Debug layer connections

Input and output shapes

The simplest way to debug network is just to explore input and output shapes. Basic information about network’s input and output shapes can be seen when network printed.

>>> from neupy.layers import *
>>> network = Input(10) >> Relu(5) >> Softmax(3)
>>> network
(?, 10) -> [... 3 layers ...] -> (?, 3)

In addition, network has two attributes that can provide with direct access to the information about input and output shapes.

>>> network.input_shape
TensorShape([Dimension(None), Dimension(10)])
>>> network.output_shape
TensorShape([Dimension(None), Dimension(3)])
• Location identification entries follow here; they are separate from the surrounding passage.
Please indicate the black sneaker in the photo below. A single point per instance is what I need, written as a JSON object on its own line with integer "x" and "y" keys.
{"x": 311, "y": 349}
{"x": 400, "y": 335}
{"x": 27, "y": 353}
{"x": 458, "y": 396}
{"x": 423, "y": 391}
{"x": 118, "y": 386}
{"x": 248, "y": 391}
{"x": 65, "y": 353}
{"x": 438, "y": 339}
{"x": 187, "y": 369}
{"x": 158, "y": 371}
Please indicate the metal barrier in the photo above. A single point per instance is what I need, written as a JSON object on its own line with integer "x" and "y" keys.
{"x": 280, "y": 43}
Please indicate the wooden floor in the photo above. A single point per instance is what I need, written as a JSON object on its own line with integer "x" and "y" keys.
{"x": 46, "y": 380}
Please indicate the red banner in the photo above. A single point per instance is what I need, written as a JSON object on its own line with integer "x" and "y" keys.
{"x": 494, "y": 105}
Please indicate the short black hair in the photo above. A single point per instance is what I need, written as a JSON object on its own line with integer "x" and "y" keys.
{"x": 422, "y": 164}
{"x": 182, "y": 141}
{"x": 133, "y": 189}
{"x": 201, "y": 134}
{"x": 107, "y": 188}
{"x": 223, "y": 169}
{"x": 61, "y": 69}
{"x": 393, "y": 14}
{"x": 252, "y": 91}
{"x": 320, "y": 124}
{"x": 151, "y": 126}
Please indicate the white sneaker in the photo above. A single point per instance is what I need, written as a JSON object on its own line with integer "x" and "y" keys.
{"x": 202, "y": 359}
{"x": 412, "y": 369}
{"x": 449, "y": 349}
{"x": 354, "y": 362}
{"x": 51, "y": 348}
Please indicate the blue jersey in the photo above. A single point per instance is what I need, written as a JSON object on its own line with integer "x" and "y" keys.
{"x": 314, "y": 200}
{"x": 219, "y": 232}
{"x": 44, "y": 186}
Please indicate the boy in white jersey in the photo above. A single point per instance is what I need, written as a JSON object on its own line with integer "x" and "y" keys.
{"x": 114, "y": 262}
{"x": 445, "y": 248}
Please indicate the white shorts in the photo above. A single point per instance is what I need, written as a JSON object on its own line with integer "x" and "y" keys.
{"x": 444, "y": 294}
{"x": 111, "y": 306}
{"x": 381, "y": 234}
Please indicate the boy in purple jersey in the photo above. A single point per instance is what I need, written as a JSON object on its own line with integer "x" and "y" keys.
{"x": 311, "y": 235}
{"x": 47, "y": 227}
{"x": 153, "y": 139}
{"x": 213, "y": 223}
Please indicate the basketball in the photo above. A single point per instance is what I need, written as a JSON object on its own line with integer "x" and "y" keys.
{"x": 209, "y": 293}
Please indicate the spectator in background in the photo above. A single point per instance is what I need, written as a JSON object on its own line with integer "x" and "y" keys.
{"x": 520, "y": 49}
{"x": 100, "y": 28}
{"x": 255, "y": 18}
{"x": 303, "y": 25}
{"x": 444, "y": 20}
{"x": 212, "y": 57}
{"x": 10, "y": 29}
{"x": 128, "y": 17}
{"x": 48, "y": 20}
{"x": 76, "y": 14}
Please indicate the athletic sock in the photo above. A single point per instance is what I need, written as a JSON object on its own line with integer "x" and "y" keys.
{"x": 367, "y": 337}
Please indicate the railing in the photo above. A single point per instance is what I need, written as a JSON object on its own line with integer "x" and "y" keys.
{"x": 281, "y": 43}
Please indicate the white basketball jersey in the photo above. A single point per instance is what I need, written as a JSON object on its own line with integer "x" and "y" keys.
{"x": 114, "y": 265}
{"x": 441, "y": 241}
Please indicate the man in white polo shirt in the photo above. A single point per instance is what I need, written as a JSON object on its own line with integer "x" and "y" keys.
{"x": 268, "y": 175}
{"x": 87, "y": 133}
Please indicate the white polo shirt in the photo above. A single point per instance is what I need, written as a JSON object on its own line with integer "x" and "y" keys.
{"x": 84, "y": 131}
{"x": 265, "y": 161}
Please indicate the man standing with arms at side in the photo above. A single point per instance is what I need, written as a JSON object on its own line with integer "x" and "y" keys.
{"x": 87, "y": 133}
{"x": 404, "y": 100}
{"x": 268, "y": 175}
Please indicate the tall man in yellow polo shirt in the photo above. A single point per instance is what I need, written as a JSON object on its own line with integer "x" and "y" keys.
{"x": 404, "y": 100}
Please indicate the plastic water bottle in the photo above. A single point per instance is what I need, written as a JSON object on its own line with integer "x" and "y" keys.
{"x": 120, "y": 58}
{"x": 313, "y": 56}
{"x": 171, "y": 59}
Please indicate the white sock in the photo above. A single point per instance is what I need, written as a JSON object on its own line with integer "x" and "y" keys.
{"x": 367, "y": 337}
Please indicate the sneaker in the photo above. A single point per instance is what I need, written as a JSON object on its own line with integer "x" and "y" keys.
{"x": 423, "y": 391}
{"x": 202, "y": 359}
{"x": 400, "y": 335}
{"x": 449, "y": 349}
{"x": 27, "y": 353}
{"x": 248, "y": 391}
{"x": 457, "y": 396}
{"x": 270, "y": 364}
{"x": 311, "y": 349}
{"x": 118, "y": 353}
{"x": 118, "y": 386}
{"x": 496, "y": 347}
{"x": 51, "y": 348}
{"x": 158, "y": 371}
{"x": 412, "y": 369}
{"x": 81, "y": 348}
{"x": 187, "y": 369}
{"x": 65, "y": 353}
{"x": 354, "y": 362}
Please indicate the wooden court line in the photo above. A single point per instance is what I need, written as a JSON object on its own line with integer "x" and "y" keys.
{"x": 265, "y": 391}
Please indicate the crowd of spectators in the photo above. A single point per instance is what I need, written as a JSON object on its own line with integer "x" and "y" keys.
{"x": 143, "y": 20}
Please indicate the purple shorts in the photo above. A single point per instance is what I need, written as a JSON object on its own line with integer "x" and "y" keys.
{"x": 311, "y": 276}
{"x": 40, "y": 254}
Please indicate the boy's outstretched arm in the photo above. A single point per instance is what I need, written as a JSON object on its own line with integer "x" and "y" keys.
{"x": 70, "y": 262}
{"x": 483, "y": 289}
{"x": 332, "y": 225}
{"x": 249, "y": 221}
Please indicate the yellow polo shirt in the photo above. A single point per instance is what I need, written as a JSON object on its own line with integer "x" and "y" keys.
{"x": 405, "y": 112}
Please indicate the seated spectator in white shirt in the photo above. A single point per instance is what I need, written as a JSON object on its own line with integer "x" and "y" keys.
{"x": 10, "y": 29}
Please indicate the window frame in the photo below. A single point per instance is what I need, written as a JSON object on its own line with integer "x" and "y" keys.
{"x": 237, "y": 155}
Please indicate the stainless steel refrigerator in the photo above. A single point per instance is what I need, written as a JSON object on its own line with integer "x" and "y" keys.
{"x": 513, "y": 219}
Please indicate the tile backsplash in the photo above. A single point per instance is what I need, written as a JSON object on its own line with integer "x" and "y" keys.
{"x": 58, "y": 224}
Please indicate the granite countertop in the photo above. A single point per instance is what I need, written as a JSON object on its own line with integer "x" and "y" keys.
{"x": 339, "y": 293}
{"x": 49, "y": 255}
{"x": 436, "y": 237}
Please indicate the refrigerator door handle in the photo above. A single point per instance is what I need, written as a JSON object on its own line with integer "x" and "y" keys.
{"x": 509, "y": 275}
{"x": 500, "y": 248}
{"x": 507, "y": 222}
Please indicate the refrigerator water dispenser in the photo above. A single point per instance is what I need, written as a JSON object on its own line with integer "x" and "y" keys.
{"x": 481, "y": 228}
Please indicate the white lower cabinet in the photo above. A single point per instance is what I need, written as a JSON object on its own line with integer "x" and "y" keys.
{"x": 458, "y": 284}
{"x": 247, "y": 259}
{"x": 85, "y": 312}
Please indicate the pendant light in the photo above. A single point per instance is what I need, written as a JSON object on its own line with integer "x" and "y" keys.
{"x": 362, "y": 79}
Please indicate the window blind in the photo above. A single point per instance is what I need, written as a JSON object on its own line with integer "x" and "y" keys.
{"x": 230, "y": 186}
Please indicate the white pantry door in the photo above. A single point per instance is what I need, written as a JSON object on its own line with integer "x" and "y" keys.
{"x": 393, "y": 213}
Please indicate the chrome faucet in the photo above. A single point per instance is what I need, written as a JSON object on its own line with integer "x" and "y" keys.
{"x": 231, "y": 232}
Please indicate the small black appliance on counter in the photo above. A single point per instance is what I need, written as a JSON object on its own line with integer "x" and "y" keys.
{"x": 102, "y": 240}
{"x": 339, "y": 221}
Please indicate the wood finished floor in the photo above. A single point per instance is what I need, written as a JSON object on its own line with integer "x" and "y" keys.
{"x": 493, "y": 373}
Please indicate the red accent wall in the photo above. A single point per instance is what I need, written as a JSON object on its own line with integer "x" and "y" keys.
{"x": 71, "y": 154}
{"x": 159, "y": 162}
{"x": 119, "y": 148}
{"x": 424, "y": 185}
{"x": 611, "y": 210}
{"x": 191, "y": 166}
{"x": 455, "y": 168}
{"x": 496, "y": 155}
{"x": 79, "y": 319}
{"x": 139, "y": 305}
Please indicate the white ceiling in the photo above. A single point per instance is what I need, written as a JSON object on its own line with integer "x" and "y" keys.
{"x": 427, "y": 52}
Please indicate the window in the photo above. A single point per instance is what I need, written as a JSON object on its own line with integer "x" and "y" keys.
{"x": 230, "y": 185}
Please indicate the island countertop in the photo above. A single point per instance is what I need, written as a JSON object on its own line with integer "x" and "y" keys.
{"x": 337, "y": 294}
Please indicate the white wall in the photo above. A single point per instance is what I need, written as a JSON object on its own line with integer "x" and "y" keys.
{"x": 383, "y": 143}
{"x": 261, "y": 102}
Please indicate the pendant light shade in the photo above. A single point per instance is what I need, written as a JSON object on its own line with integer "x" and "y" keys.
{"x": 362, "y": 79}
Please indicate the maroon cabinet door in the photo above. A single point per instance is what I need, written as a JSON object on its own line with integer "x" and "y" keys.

Notice that output shapes in the network specified using TensorShape class from Tensorflow library.

Visualize networks

Information about input and output shapes from each layer can be visualized with show method.

from neupy.layers import *

network = join(
    Input((10, 10, 3)),

    parallel([
        Convolution((3, 3, 32)) >> Relu(),
        MaxPooling((2, 2)),
    ], [
        Convolution((7, 7, 16)) >> Relu(),
    ]),
    Concatenate(),

    Reshape(),
    Softmax(10),
)
network.show()
Debug network structure

This function will pop-up PDF file with a graph that defines all layers and relations between them. In addition, it shows input and output shape per each layer.


Count number of parameters

The n_parameters attribute returns number of parameters in the network

>>> from neupy.layers import *
>>>
>>> network = join(
...     Input(10),
...     Relu(5),  # weight: 10 * 5, bias: 5, total: 55
...     Relu(2),  # weight:  5 * 2, bias: 2, total: 12
... )
>>> network.n_parameters
67

Iterate through all network parameters

Networks variables can be accessed from the variables attribute.

>>> network = Input(1) >> Sigmoid(2) >> Sigmoid(3)
>>> network
(?, 1) -> [... 3 layers ...] -> (?, 3)
>>>
>>> for (layer, varname), variable in network.variables.items():
...     print("Layer: {}".format(layer.name))
...     print("Name: {}".format(varname))
...     print("Variable: {}".format(variable))
...     print()
...
Layer: sigmoid-1
Name: weight
Variable: <tf.Variable 'layer/sigmoid-1/weight:0' shape=(1, 2) dtype=float32_ref>

Layer: sigmoid-1
Name: bias
Variable: <tf.Variable 'layer/sigmoid-1/bias:0' shape=(2,) dtype=float32_ref>

Layer: sigmoid-2
Name: weight
Variable: <tf.Variable 'layer/sigmoid-2/weight:0' shape=(2, 3) dtype=float32_ref>

Layer: sigmoid-2
Name: bias
Variable: <tf.Variable 'layer/sigmoid-2/bias:0' shape=(3,) dtype=float32_ref>

In case if variables in the network don’t have defined parameters, the variables method will go through the layers in the network and trigger create_variables method per each layer.